Thalidomide prevents donor corneal graft neovascularization in an alkali burn model of corneal angiogenesis
- PMID: 12553678
Thalidomide prevents donor corneal graft neovascularization in an alkali burn model of corneal angiogenesis
Abstract
Objective: Thalidomide is a potent inhibitor of angiogenesis. We evaluated the effects of Thalidomide on corneal angiogenesis and on tissue survival of grafts in rabbit eyes with pre-existing neovascularization secondary to alkali burn.
Methods: Sixteen rabbits received alkali burns to one cornea. One month post-injury, assessments of corneal neovascularization were performed followed by corneal transplantation. Four rabbits received oral Thalidomide and ten got placebo (powdered sugar) for thirty days. Total corneal neovascularization (NV), clock hours (CH) involved in (NV), longest (NV) pedicle length (NVP) and the duration of time required for NV to develop were assessed.

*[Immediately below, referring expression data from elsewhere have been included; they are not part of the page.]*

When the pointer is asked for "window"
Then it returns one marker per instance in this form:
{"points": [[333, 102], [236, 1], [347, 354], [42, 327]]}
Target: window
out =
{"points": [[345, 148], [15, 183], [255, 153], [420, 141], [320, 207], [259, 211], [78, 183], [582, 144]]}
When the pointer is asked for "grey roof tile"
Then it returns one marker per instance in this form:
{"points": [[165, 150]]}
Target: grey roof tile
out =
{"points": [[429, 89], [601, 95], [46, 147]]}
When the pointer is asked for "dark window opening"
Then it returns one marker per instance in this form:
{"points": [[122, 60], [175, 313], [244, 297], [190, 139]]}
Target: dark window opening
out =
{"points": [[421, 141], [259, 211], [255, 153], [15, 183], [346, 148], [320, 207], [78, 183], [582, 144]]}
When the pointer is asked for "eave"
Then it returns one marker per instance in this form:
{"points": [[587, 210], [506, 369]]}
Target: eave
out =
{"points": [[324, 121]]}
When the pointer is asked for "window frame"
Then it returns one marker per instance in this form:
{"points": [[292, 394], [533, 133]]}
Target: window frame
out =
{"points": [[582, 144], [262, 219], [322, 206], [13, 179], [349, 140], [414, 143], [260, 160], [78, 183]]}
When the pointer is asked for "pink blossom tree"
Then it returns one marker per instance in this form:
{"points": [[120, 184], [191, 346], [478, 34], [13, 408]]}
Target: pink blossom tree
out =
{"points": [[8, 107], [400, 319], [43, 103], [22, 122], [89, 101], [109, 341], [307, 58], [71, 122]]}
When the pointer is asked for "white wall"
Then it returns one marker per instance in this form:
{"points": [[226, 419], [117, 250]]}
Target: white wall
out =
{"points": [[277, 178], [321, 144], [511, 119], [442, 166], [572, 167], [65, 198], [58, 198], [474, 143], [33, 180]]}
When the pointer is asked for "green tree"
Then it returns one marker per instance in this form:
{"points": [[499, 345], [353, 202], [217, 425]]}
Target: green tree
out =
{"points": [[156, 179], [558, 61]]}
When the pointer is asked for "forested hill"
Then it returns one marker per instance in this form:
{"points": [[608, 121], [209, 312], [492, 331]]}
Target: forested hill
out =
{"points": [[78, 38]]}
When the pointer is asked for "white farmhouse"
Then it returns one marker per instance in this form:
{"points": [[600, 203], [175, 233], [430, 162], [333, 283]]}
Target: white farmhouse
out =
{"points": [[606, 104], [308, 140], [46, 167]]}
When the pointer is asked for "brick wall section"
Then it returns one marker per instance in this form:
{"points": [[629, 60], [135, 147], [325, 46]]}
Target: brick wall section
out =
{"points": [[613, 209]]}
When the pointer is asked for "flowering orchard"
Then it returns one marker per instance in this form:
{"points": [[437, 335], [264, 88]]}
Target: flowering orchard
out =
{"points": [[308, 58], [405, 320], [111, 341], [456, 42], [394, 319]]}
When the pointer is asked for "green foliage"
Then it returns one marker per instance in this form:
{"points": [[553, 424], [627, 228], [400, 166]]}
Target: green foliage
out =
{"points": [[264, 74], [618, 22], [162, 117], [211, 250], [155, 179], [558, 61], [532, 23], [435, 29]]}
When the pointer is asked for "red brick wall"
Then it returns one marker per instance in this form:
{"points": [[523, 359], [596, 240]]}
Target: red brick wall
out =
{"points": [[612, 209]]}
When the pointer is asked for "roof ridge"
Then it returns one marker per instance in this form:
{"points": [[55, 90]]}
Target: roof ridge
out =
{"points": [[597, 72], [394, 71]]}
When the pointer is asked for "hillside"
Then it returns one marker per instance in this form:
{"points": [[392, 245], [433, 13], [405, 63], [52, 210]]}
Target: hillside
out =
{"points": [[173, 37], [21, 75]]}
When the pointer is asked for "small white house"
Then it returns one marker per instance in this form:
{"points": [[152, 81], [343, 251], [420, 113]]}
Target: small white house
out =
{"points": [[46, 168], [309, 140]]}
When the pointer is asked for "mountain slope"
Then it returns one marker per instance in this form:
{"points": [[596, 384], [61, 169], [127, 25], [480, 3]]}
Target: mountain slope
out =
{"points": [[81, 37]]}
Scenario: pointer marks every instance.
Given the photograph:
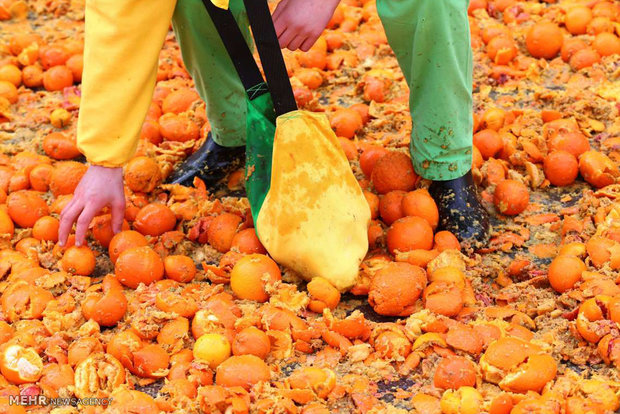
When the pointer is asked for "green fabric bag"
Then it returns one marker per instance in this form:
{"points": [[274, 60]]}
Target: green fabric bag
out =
{"points": [[261, 129]]}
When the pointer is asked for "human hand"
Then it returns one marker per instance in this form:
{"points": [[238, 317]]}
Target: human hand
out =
{"points": [[98, 188], [299, 23]]}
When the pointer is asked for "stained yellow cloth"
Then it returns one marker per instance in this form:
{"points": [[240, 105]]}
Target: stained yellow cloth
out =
{"points": [[121, 50], [123, 39], [315, 217], [222, 4]]}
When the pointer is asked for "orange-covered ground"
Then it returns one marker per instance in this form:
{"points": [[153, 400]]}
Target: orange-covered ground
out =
{"points": [[184, 312]]}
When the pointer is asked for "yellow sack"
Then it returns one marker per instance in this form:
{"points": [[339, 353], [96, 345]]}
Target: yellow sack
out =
{"points": [[315, 217]]}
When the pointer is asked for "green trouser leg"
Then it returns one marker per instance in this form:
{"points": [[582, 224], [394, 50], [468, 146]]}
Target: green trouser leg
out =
{"points": [[213, 72], [431, 41]]}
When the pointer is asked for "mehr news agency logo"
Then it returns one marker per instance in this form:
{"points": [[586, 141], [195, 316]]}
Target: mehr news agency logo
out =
{"points": [[42, 400]]}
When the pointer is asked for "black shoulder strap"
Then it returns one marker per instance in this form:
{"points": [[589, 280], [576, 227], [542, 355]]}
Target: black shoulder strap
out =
{"points": [[237, 49], [268, 50], [270, 56]]}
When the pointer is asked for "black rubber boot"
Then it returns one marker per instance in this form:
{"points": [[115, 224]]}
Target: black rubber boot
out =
{"points": [[211, 163], [460, 210]]}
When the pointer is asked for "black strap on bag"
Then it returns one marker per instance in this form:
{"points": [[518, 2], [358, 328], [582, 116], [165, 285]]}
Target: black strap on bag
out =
{"points": [[268, 49]]}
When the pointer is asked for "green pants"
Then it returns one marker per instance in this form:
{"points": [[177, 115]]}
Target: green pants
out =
{"points": [[431, 41]]}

Results: Thalidomide significantly decreased the total neovascularization (p<0.0072), the number of (CH) involved (p<0.0002) and the longest (NVP) length (p<0.0001). There was also a significant delay in the earliest development of NV in the test group (p<0.0064). The test group retained corneal clarity significantly longer than the control group (p<0.0008).
Conclusion: Thalidomide is an effective inhibitor of corneal angiogenesis and prolongs graft survival as measured by graft clarity in donor corneas in eyes with previous neovascularization secondary to alkali injury.
Clinical relevance: Thalidomide may be used as a modulator of corneal angiogenesis to prolong graft survival in eyes with pre-existing corneal neovascularization.